Prayer nodded. ‘I understand. But this may also be a pathway to Jarudha’s Paradise. I will be led by my faith.’

‘Praise be to Jarudha,’ Scripture said, his words echoed by his brethren.

‘You’ll need to take this,’ Creator said, handing Prayer two phials of enlightenment. ‘One you should use for communicating once you are through the portal. The other may enable you to return somehow, or give you comfort if you must undertake a long journey home.’

Prayer accepted the gift. He signed the holy circle over Creator, saying, ‘Jarudha has given you wisdom
and blessed you manifold.’ Then he bowed his head to Scripture. ‘I will communicate everything that I see and hear,’ he promised. He turned to his assembled peers and said, ‘May Jarudha keep you all in His care until we next meet.’ Then he walked towards the smaller portal, stooping beneath the low roof of the cave, and stepped through into the wasteland beyond.

The grey dust clinging to his feet surprised Prayer, even more so when he turned and saw that his footprints vanished behind him. The sky was a perfect blue and cloudless and he felt the heat of a remorseless yet oddly invisible sun. In every direction the landscape was flat, with a dark smudge on the horizon suggesting mountains. The only anomalies were the stark, bare, twisted white trees scattered across the vista. It was a forbidding landscape, devoid of life or hope.

Prayer made the holy sign, uncorked a phial and drank the enlightenment. He waited to feel its soothing effect tingle through his body. Then he focussed and searched for his companions’ minds—and was horrified when he could detect nothing at all. Several times he tried to generate contact, even narrowing his search to specific minds, but to no avail. He considered increasing his dosage of enlightenment, but reasoned he was wiser to save the second phial, and slid it inside his sky blue robe.

No direction offered hope.

‘Holy Jarudha,’ he prayed, closing his eyes, ‘please give your faithful servant a sign that might lead me to sanctuary.’
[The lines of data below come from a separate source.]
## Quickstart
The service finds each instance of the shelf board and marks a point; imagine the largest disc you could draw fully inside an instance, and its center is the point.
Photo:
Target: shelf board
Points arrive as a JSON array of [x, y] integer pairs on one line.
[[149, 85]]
He opened them to an unchanged landscape.
Then I accept whatever fate Jarudha has chosen for me
, he decided, and began to traipse through the dust.

The Seers in the cave watched Prayer’s confusion. His eventual decision to walk away stunned them.

‘No contact at all?’ Word asked. Creator shook his head. Scripture simply stared into the portal.

‘I was afraid this would happen,’ Law muttered, and he walked away from the others to stand at the mouth of the cave where he gazed into the distance.

Word joined him, placing a hand gently on his shoulder. ‘Prayer knew the consequences. He chose his faith, as we all do.’

Law nodded but kept silent, so Word patted his friend’s shoulder reassuringly and returned to the group at the portal. As he reached them, he received an image in his head of a set of steps descending into the earth. ‘Is he—’ he began, but Scripture waved him silent so he focussed on what was forming in his mind. The contact from Prayer came in the form of images and emotions.

Prayer crept down the stone steps, feeling a tingling along his extremities that reminded him of the effect of enlightenment in the experiments he’d carried out with Creator. He paused to open his mind and try once more to send his thoughts to his colleagues, and was delighted when he sensed several presences in his consciousness. One he recognised as his friend, Creator, and with it came an image of light. Prayer focussed on his palm until a small sphere of light appeared. His success filled him with overwhelming joy.
I am with Jarudha!
he projected and descended the last three steps into a passageway.